Ordenadores recalcitrantes
Perplejo y cejijunto me ha dejado la noticia publicada en EL PAÍS el pasado día 26 de julio sobre la sanción de seis meses de arresto mayor al marinero ceutí Abdeluahab Buchaid por un delito de injurias leves al jefe del Estado, de la misma manera que me ha asombrado la inquietante memoria del ordenador Berta para con las andanzas antifranquistas de buena parte del actual staff.Y es que verá, señor director, uno, en su carácter de isleño indómito, recuerda el día en que los pioneros de la afamada caldereta de langosta, allá en el pueblecito costero de Fornells, cerraron apresuradamente puertas y ventanas de su establecimiento al ver aparecer el yate real Fortuna, en el legítimo uso y disfrute de la ancestral costumbre menorquina de trabajar sólo hasta cierto punto, y se me ponen los pelos en espiral al apercibirme de la magnitud que pudo tomar aquella lúdica acción de haberla convertido en delito algún celoso guardián de las esencias patrias.
La verdad es que entre ordenadores recalcitrantes, injurias al posterior jefe del Estado, soldados acusados de sedición por negarse a comer junto a unos retretes (véase EL PAÍS del 27 de julio) y exóticas medidas económicas, como la de dificultar las ventas a plazos o encarecer los créditos, parece como si la presidencia de la Comunidad Europea, o ahora la del Parlamento Europeo, más que como dique hayan servido de plataforma de lanzamiento de lo más sandunguero de nuestro país.

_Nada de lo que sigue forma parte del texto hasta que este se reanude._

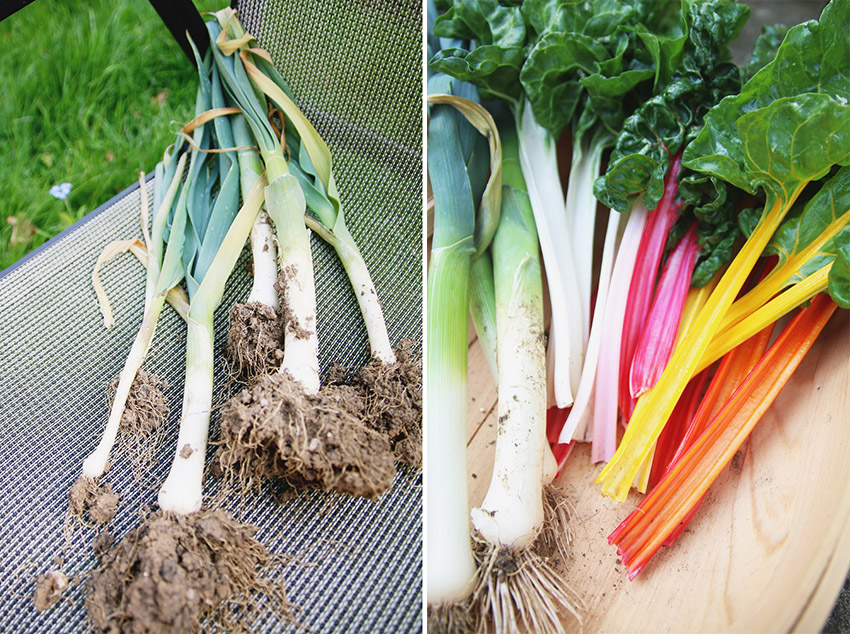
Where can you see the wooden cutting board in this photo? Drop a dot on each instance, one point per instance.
(770, 546)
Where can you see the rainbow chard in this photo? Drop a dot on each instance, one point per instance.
(783, 133)
(693, 73)
(656, 343)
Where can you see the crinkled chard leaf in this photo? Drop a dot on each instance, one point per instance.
(551, 73)
(829, 209)
(792, 141)
(561, 16)
(486, 21)
(691, 76)
(493, 69)
(814, 58)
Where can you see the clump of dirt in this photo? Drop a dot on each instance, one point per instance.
(275, 432)
(173, 572)
(254, 340)
(49, 588)
(391, 395)
(90, 502)
(142, 424)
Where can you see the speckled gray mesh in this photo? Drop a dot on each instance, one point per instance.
(353, 566)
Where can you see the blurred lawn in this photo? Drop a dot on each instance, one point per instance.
(92, 94)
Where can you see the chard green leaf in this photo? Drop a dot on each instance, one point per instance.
(607, 17)
(486, 21)
(561, 16)
(839, 277)
(828, 212)
(691, 76)
(665, 52)
(607, 95)
(748, 220)
(712, 26)
(717, 246)
(813, 58)
(551, 74)
(792, 141)
(765, 48)
(494, 70)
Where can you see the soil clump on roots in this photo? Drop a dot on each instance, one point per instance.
(254, 340)
(173, 572)
(143, 422)
(391, 397)
(275, 432)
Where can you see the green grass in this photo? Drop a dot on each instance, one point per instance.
(93, 92)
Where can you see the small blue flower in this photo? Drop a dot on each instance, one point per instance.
(61, 191)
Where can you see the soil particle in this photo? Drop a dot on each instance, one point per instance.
(391, 397)
(289, 275)
(48, 589)
(91, 501)
(274, 432)
(173, 572)
(254, 340)
(102, 542)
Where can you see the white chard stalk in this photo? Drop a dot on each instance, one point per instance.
(579, 423)
(540, 168)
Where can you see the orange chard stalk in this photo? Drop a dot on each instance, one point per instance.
(666, 506)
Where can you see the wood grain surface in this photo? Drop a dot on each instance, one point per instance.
(769, 548)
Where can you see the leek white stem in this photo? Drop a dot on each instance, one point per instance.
(364, 290)
(286, 205)
(451, 567)
(482, 308)
(264, 254)
(512, 511)
(183, 488)
(95, 464)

Puestos en este plan, no me extrañaría nada que nuestros hombres en Estrasburgo se descolgaran un día con una racial moción para convertir la tauromaquia en fiesta comunitaria, o prohibir que las naciones sin Estado. celebren con mesurado y legítimo (?) alborozo las derrotas históricas de ciertos símbolos patrios, como ocurrió por estos pagos con el waterloo madridista en Milán. ¡Cielos, y pensar que aquel día bordeamos la injuria!- Pedro J. Bosch.